Abstract
A precise and simplified method of sample preparation for the simultaneous quantification of the antibiotics β-lactam, macrolide, tetracycline, sulfonamide, and quinolone in bovine milk was developed. The central composite design of response surface methodology was used to design and optimize the method for the determination of six different antibiotic residues in milk. The recovery of each antibiotic was studied using a quick, easy, cheap, effective, rugged, and safe (QuEChERS) method. Octadecylsilane (C18), primary secondary amine (PSA), and sodium acetate (Na acetate) were the main factors affecting the recovery of each antibiotic. After optimization, the maximum predicted recovery rate was 84.18% for erythromycin under the optimized conditions of 101.20 mg C18, 52.00 mg PSA, and 1.01 g Na acetate. The recovery rates of the five other antibiotic residues ranged from 86.09% to 115.99%. The results suggested that modified QuEChERS could effectively be implemented in the analysis of antibiotic residues in milk.
Introduction
A
Milk is a very important food for humans, and supplies all the energy and nutrients needed for the proper growth and development of the neonate (Nagpal et al., 2012). During recent decades, there has been increasing interest in the development of different milk safety measures to ensure safe and high-quality milk and milk products.
When milk samples are analyzed, the most difficult and time-consuming task is their treatment to extract these substances from complex matrices, such as high-fat and high-protein food (Glowka and Karazniewicz-Lada, 2007; Huang et al., 2012; Xie et al., 2012; Xiao et al., 2013).
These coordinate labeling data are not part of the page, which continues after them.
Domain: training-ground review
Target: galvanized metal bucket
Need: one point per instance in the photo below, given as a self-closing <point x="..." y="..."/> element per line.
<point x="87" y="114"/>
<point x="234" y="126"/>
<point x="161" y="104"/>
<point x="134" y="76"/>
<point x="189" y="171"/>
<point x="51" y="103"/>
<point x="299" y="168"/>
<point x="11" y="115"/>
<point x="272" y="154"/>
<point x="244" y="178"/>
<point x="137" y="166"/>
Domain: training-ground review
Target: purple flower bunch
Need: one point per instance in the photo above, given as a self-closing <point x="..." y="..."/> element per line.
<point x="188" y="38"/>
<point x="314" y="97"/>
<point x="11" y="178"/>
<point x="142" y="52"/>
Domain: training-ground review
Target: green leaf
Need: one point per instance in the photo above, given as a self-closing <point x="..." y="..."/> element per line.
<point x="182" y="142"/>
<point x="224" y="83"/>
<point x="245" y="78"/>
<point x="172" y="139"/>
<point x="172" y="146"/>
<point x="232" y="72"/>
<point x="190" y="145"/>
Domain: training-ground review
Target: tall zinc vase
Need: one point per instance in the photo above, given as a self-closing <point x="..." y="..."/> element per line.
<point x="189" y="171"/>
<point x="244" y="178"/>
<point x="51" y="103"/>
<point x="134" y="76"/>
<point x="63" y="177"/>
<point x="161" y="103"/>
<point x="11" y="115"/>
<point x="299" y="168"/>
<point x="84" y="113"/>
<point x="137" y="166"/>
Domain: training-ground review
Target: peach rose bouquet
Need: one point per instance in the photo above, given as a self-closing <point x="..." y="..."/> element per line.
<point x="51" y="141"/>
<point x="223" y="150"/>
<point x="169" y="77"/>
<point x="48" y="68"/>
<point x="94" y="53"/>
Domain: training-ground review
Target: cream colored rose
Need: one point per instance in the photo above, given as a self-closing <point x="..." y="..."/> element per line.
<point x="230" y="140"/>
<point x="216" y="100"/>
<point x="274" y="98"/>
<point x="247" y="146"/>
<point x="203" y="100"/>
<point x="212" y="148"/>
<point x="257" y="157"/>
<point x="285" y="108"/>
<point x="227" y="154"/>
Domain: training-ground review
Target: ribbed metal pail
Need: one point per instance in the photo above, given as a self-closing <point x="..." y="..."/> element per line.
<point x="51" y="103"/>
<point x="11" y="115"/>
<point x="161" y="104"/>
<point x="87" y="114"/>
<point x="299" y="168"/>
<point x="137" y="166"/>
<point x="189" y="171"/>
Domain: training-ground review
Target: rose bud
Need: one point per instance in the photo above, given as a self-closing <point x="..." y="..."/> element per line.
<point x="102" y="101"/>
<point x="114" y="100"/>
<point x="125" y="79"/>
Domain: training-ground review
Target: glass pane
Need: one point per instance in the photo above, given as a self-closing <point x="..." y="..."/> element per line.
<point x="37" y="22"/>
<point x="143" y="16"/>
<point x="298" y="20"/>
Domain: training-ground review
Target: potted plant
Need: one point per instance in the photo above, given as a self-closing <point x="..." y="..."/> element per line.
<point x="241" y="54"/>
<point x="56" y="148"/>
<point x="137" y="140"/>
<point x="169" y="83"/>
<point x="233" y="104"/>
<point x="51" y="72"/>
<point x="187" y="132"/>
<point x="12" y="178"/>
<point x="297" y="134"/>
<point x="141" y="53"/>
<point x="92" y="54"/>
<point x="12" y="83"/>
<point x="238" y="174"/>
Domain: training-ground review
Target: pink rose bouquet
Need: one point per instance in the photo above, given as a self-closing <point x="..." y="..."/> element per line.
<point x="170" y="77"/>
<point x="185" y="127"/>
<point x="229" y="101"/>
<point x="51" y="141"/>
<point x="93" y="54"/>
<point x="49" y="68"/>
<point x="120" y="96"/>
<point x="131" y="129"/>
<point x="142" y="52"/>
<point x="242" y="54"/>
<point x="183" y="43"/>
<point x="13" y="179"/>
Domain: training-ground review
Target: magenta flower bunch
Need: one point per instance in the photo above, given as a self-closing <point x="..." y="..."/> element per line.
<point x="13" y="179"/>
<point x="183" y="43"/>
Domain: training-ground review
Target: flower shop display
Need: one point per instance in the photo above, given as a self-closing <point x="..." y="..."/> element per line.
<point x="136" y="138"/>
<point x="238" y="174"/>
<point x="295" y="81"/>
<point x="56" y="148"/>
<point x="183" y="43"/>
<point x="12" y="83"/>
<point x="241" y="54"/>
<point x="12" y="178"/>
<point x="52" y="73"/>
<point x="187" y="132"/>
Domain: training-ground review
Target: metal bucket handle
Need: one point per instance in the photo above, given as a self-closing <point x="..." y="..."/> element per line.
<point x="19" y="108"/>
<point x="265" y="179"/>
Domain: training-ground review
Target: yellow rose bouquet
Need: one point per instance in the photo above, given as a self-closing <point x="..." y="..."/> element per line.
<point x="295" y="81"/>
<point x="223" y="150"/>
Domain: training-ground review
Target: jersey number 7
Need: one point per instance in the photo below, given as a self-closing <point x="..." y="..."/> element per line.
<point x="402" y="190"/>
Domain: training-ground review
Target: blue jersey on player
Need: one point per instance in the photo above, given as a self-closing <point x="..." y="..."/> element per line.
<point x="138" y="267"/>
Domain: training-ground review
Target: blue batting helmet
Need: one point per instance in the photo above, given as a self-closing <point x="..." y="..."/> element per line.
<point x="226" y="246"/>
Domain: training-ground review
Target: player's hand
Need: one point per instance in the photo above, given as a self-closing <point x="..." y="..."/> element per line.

In recent years, analytical scientists have been seeking efficient processes with reduced solvent use for the extraction and purification of antibiotics residue (AD) (Beltran et al., 2007; Gajda et al., 2013). Several new methods, such as solid-phase extraction (Bailon-Perez et al., 2009; Camara et al., 2013), accelerated solvent extraction (Rouviere et al., 2012; Wang and Gardinali, 2012), matrix solid-phase dispersion (Pavlovic et al., 2012; Karageorgou et al., 2013), supercritical fluid extraction (Yang et al., 2012; Zhang et al., 2012), and solid-phase microextraction (Hallier et al., 2013; Melo et al., 2013) have been introduced for the detection of ADs.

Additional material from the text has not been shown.